When we speak of social wholes with a high or low degree of hierarchization, we are basically dealing with a parametrization of the concept of assemblages. To parametrize a concept is to assign to it ‘control knobs that can have different settings at different times’ as DeLanda puts it. In his recent book Deleuze: History and Science (2010), the concept is parametrized in order to do away with another concept associated with it, namely, ‘strata.’ In so doing, DeLanda departs from the originators of the concept, Deleuze and Guattari, for whom assemblages are relatively heterogeneous entities in contrast to strata, which are composed of more or less homogeneous components. Instead of having two kinds of social entities, DeLanda proposes just one. Here is a passage from the book where he explains this conceptual innovation:
If we parametrized a single concept, then strata and assemblages would cease to be kinds and become phases, like the solid and fluid phases of matter. Unlike mutually exclusive binary categories, phases can be transformed into one another, and even coexist as mixtures, like a gel that is a mixture of the solid and liquid phases of different materials.

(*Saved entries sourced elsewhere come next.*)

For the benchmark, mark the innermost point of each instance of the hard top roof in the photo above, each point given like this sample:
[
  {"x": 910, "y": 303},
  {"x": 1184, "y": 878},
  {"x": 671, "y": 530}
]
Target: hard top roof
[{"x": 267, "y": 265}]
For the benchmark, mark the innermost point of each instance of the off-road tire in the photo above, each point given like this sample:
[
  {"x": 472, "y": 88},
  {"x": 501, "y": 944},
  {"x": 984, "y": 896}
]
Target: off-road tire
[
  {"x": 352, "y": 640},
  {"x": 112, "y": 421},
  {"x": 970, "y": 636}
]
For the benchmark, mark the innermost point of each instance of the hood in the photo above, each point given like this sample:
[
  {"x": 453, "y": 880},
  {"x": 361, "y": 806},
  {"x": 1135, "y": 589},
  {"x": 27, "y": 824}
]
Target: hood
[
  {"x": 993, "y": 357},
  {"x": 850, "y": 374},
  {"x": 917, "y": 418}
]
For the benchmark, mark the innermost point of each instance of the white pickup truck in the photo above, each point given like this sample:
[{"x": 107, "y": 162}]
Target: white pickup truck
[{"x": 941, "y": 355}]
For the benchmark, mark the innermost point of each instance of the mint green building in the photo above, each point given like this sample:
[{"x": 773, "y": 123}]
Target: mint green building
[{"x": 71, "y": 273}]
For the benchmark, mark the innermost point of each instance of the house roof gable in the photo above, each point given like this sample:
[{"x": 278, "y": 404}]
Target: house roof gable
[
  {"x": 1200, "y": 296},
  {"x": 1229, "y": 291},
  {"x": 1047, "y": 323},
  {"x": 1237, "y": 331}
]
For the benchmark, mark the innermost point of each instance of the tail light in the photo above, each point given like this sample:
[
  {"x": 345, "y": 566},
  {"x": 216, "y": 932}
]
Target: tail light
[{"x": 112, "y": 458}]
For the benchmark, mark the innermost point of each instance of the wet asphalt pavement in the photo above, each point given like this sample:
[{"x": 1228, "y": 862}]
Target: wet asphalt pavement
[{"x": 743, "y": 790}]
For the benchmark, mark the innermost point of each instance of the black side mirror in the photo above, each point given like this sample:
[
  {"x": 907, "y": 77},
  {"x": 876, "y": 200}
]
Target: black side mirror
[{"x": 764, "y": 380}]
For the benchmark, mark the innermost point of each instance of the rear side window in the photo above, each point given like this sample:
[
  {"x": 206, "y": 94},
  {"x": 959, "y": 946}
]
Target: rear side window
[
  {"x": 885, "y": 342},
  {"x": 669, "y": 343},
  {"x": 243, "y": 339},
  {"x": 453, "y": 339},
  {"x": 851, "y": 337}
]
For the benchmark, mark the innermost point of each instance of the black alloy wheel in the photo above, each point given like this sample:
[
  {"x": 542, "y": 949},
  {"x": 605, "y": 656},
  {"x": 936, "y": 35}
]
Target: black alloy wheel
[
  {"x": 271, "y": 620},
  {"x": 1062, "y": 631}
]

What results is a streamlined social ontology, in which the tendency to misunderstand assemblages and strata as oppositional categories is circumvented. Stratification, or hierarchization, may now be conceived not as characteristics of entirely different kinds of social entities from assemblages, but rather, as phases of assemblages, degrees to which social wholes are affected by environmental factors over their lifetimes. What is entailed in DeLanda’s renewal of Deleuze and Guattari’s philosophical work is also the circumvention of a popular tendency to misinterpret trees and rhizomes, the arborescent and the rhizomorphic, as entirely different kinds of actual entities. In assemblage theory, trees and rhizomes are synonymous with hierarchies and meshworks (horizontality and verticality), and may be considered logics or tendencies of organization or collectivization. These logics are never found in a ‘pure’ form in an assemblage, but are always mixed, in varying proportions or ratios. [What Deleuze and Guattari describe as ‘states’ and ‘war machines’ must also be understood in this manner]. One of the chief benefits of DeLanda’s emphasis on phases that assemblages may pass through is that it highlights the fact that assemblages are continually changing, assemblaging. This move goes a long way towards bypassing habits of thinking that focus on actual objects, demanding instead that the genesis of actuality be continually accounted for.
Quotes from: DeLanda, M. (2010). Deleuze: History and Science. New York: Atropos Press.